In 1970, a 5-year-old boy found and ate his uncle’s heroin. The boy died after a four day coma. To protect the uncle, the family claimed the heroin had been sprinkled onto the childs Halloween candy.

In 2008, Pokemon Valentines Day lollipops were found to contain metal shavings and metal blades.

Joel Best, a University of Delaware sociologist, specializes in candy tampering legends. Best researched newspaper stories that detailed events of candy tampering, and Best found that nearly all of the stories were false or hoaxes created by the child.

deliberately poisoned candy
Which one of these things is not like the other?

This is the only case of deliberately poisoned Halloween candy:

In 1974, a father committed premeditated murder by lacing a package of Pixy Stix with cyanide, and then fed them to his 8-year-old son.
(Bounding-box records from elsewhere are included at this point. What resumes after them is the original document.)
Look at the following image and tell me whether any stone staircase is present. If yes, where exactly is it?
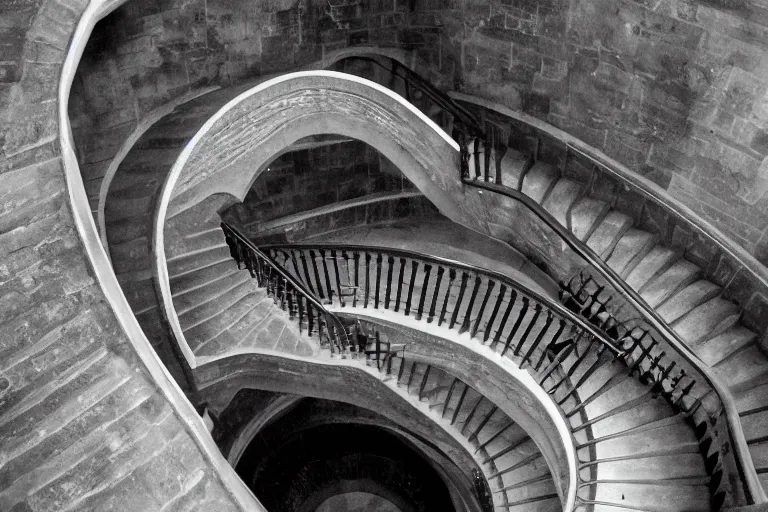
[336,58,768,496]
[470,145,768,489]
[382,354,562,512]
[266,246,712,511]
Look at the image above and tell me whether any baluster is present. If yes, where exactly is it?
[501,297,529,356]
[448,272,469,329]
[437,269,456,325]
[320,249,338,304]
[459,276,482,334]
[352,251,360,308]
[483,284,507,343]
[309,249,325,299]
[416,264,432,320]
[512,302,541,357]
[440,378,459,418]
[395,258,405,311]
[450,384,469,425]
[419,364,432,402]
[472,137,480,180]
[296,294,306,332]
[307,300,315,337]
[331,249,344,307]
[384,256,395,309]
[427,265,445,323]
[288,249,302,281]
[520,312,554,368]
[373,253,383,309]
[405,260,419,316]
[299,251,316,293]
[491,290,517,352]
[363,252,371,308]
[471,279,496,338]
[534,319,565,372]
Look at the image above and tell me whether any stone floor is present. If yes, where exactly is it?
[303,219,557,297]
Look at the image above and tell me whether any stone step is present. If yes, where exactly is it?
[606,228,656,277]
[656,279,721,324]
[692,327,757,366]
[170,255,237,297]
[174,272,250,327]
[500,148,533,190]
[672,297,740,344]
[714,344,768,395]
[542,178,583,229]
[587,210,632,260]
[173,268,246,315]
[569,197,611,241]
[520,162,560,203]
[167,242,230,279]
[640,258,701,308]
[626,245,679,293]
[595,476,710,512]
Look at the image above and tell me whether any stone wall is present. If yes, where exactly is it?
[227,141,424,224]
[0,0,257,512]
[69,0,768,263]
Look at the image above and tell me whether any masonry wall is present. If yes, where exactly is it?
[66,0,768,263]
[228,141,416,224]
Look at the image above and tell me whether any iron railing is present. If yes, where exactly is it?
[221,223,355,353]
[330,54,762,503]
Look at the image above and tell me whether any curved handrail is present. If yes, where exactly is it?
[221,222,349,352]
[261,243,625,356]
[332,55,768,503]
[448,91,768,298]
[462,176,766,503]
[334,53,485,138]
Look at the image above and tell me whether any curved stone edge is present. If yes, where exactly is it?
[332,308,579,510]
[448,91,768,304]
[152,70,468,369]
[58,0,264,510]
[449,92,768,504]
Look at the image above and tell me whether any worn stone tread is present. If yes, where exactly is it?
[692,327,757,366]
[569,196,611,241]
[521,162,560,204]
[656,279,722,324]
[606,228,656,277]
[672,297,739,344]
[626,245,679,293]
[640,258,701,308]
[500,148,533,190]
[542,178,582,229]
[587,210,632,260]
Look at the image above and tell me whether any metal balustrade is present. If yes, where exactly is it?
[332,52,762,503]
[224,222,730,509]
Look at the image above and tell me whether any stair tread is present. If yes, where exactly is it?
[521,162,560,203]
[500,148,531,190]
[672,297,739,344]
[595,476,710,511]
[626,245,678,292]
[542,178,582,227]
[571,196,610,241]
[587,210,632,259]
[656,279,721,323]
[170,258,240,297]
[741,409,768,442]
[173,268,246,316]
[714,344,768,389]
[640,258,701,308]
[749,441,768,470]
[694,327,757,366]
[606,228,656,277]
[732,379,768,414]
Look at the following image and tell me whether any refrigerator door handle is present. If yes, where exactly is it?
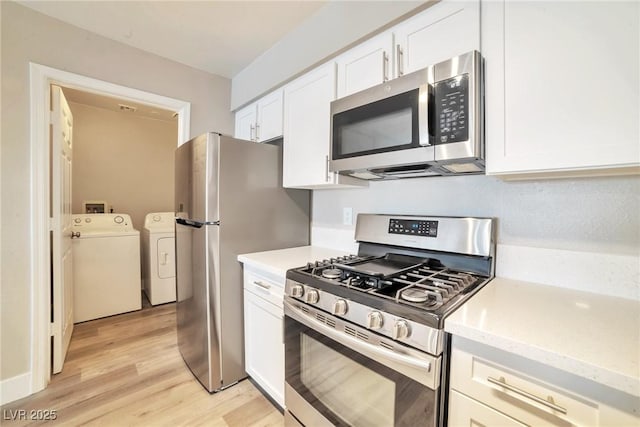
[176,218,220,228]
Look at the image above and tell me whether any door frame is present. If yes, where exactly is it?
[29,62,191,394]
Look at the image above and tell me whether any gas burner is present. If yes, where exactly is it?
[400,288,429,304]
[322,268,342,279]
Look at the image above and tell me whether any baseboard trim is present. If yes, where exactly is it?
[0,372,31,405]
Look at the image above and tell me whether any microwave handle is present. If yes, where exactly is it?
[418,83,433,147]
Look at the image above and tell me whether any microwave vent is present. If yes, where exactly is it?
[441,163,483,173]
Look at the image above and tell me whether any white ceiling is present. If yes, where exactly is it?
[62,87,178,122]
[19,0,327,78]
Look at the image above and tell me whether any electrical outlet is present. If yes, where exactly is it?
[342,208,353,225]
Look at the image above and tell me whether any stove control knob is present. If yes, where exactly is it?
[367,311,383,329]
[291,285,304,298]
[304,289,320,304]
[392,320,411,340]
[333,299,349,316]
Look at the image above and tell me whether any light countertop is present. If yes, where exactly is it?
[445,278,640,397]
[238,246,349,277]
The father wanted to collect life insurance money from his son’s death. That’s it – no malicious intent to plague the neighborhood with sudden deaths.
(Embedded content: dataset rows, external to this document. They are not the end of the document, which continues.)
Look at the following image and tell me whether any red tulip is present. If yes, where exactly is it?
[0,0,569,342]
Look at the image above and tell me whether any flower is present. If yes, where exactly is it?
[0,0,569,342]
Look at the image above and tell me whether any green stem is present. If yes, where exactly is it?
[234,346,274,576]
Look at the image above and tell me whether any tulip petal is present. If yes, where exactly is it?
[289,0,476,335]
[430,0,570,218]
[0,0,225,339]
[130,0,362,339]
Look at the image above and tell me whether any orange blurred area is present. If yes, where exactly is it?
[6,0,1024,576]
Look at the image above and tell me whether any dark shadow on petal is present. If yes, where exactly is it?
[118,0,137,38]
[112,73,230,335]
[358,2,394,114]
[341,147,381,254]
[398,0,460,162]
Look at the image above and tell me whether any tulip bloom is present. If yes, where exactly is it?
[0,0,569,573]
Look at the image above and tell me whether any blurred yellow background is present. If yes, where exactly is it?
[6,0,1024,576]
So, check the candy, make sure that its good, but don’t stress over it. Unless your uncle does heroin, your husband/father is a murderous psycho, or you’re eating some 2008 Pokemon lollipops, you should be fine.



4 thoughts on “Deliberately Poisoned Halloween Candy: Fact or Fiction?”

  1. I’ve Heard These Stories All Of My Life And ( I’m 48yrs. old )And Even More Urban Legends About Bad Halloween Candy. Most People Don’t Do These Things; Just A Small Number Of Wackos Do Something To Candy. While People May Want To Laugh It Off, It’s Always Best To Be Safe Than Stupid. You Wouldn’t Laugh It Off If ( God Forbid ) It Happens To Someone You Love. But For The Most Part Halloween Candy Is Safe To Eat. A Lot Of Hospitals Still Have Free x-raying Your Candy. But As For Waiting For The X-ray…Let’s Just Say You Better Bring A Book To Read. Have A Happy And Safe Time Folks!!!!

  2. Reading this made me laugh a little. I just now hit the age people frown upon when you go trick or treating and I’ll be at it this year too, but if parents are truly worried about it, why not just go buy some candy and when your kid comes home be like I’ll be right back I’m going to check your candy. And switch it out then. That way the kid still has the fun of roaming the streets and you know no candy will harm him.

  3. If your kid DOESN’T eat the cyanide laced apple with the exploding razor blade inside how will he/she ever learn?